Now $g(x)=3ax^2+x(2b-6a)+(c-2b+6a)$
The point is as $f(x)$ is strictly increasing, so does $f^{''}(x)$ and so does $f^{'''}(x)$ . Basically $f^{''}(x) \implies$ the rate of increase of $f^{'}(x)$ and $f^{'''}(x)\implies$ the increasing rate of $f^{''}(x)$. Thus when $f^{'}(x)$ goes on strictly increasing, $f^{''}(x)$ increases at a lower rate and $f^{'''}(x)$ increases at a still lower rate.
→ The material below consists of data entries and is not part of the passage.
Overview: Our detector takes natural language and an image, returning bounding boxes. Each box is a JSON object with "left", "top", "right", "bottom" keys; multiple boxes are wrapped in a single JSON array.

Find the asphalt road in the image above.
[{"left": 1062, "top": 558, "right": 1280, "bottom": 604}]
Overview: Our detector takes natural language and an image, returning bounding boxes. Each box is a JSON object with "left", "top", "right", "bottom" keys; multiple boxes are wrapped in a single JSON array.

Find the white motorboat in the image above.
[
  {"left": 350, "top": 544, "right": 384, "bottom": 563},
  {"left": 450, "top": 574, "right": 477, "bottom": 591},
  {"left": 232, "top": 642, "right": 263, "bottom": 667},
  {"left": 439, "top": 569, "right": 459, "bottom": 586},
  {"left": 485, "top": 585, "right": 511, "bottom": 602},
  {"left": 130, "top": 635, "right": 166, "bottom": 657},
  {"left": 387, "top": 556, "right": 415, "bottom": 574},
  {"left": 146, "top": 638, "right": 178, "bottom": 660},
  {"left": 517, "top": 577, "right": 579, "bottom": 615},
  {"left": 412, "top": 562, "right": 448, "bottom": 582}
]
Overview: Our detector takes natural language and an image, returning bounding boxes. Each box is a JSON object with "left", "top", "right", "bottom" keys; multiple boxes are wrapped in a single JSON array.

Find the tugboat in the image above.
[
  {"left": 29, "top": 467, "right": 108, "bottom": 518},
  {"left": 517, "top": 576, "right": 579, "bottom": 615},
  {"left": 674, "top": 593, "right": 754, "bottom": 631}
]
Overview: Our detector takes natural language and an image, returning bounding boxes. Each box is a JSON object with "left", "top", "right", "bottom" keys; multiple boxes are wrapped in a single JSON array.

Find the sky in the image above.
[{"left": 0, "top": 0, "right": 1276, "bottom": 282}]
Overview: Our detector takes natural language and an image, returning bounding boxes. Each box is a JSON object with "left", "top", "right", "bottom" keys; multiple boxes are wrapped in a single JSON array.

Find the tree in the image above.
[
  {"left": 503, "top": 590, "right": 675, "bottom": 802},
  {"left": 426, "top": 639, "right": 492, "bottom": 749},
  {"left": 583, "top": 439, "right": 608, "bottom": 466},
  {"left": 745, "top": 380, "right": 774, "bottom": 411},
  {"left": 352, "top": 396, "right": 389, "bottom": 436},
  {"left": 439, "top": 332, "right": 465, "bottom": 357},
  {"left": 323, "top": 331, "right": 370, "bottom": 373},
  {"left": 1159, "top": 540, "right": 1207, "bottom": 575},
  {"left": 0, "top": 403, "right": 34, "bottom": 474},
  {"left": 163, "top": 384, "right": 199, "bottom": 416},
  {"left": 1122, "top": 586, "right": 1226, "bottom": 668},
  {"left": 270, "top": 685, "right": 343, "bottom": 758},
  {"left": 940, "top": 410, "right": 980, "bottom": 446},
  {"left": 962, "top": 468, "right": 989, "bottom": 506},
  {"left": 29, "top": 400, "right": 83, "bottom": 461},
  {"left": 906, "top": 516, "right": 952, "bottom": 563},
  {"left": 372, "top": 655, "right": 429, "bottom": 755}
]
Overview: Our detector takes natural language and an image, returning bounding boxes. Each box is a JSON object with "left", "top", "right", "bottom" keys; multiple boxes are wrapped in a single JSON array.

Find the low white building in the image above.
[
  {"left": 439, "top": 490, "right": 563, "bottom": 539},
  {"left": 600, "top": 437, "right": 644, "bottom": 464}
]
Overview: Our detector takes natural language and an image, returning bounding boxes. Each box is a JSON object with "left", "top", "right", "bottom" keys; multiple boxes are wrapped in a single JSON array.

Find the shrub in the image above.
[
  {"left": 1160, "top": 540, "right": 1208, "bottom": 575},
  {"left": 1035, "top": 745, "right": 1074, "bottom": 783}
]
Thus $f^{'}(x)-f^{''}(x)+f^{'''}(x)>0$ as $f^{'}(x)+f^{'''}(x)$ always adds upto something $> f^{''}(x)$ Why?
$f^{'}(x)>f^{''}(x)\implies f^{'}(x)-f^{''}(x)>0\implies f^{'}(x)-f^{''}(x)+f^{'''}(x)>0$
Thus $g(x)>0$ for all $x \in \mathbb{R}$
Now my question is why is $g(x)$ not strictly increasing?
This question has 4 choices:
A. zero for some $x \in \mathbb{R}$
B. $g(x)>0$ for all $x \in \mathbb{R}$
C. negative for all $x \in \mathbb{R}$
D. strictly increasing.
Now I am confused between B and D. The answer however is B. $g(x)>0$ for all $x \in \mathbb{R}$
But why not D. strictly increasing.?
Please give proper reasoning to answer the question.
Answer to first question: Because it is quadratic function.
It has extremmum. If $a>0$ it has minimum and if $a<0$ it has maximum.
Since $f$ is increasing we have $f'(x)>0$ for all $x$ so $$3ax^2+2bx+c>0$$ for all $x$ so it discriminat $D_{f'} = 4b^2-12ac$ is negative and $a>0$, so discirimnant for $g$ is
$$D_g = (2b-6a)^2 - 12a(c-2b+6a) = 4(b^2-4ac)<0$$
so $g(x)>0$ for all $x$.